Las personas no actúan según la realidad. Actúan según la interpretación que hacen de ella.
Esa interpretación se organiza en forma de narrativa interna: una historia coherente sobre quién eres, cómo funciona el mundo y qué puedes esperar de él.
No es solo un pensamiento. Es un marco invisible.
La narrativa precede a la decisión
Antes de decidir, tu mente ya decidió qué tipo de persona eres.
Si tu narrativa dice “no soy constante”, cada tropiezo confirmará la historia.
Si dice “no soy bueno para esto”, cada dificultad parecerá prueba.
No es que la realidad confirme la narrativa. Es que la narrativa filtra la realidad.
Las narrativas son estables porque reducen carga cognitiva
Cuestionarlas exige energía, atención y riesgo emocional.
Es más fácil repetir la historia conocida que tolerar el vacío de no saber quién eres sin ella.
Por eso las personas prefieren una identidad limitante a una identidad abierta.
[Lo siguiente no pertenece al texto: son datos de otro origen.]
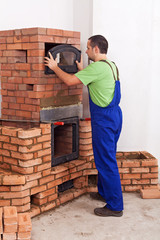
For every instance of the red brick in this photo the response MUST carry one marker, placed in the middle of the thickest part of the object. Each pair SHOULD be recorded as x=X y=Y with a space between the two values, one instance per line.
x=66 y=197
x=38 y=66
x=30 y=163
x=24 y=222
x=38 y=189
x=140 y=170
x=4 y=152
x=34 y=176
x=132 y=176
x=10 y=160
x=6 y=73
x=14 y=46
x=20 y=99
x=34 y=211
x=130 y=163
x=23 y=142
x=154 y=169
x=35 y=53
x=1 y=225
x=4 y=189
x=52 y=197
x=54 y=32
x=44 y=152
x=151 y=162
x=20 y=201
x=8 y=195
x=45 y=193
x=150 y=175
x=22 y=156
x=24 y=208
x=4 y=138
x=154 y=181
x=10 y=219
x=24 y=236
x=54 y=183
x=8 y=86
x=30 y=149
x=28 y=107
x=10 y=147
x=22 y=170
x=141 y=181
x=39 y=202
x=24 y=114
x=46 y=179
x=4 y=203
x=33 y=46
x=132 y=188
x=48 y=206
x=44 y=138
x=13 y=180
x=150 y=193
x=43 y=167
x=29 y=133
x=125 y=182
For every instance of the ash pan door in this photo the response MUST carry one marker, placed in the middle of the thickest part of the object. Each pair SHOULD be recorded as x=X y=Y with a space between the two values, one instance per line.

La narrativa crea profecías autocumplidas
Si crees que algo no es para ti, actuarás con menos compromiso.
Eso reduce la probabilidad de éxito.
Ese fracaso confirma la narrativa original.
El ciclo se cierra solo.
La narrativa se forma temprano, pero no es fija
Se construye con experiencias tempranas, comentarios de otros, comparaciones y pequeños eventos emocionales que el cerebro convierte en reglas generales.
Pero puede reescribirse, no con afirmaciones, sino con evidencia.
La evidencia cambia la historia, no la intención
No te convences pensando distinto.
Te convences actuando distinto.
Cada acción que contradice la narrativa debilita su autoridad.
No por reflexión, sino por experiencia.
La conciencia rompe el automatismo
Observar la narrativa como objeto y no como verdad permite elegir distinto.
No cambia quién eres.
Cambia quién crees que eres, que es mucho más influyente.
Conclusión
No estás viviendo dentro de la realidad, estás viviendo dentro de una historia sobre la realidad. Cambiar la historia cambia el campo entero de lo posible.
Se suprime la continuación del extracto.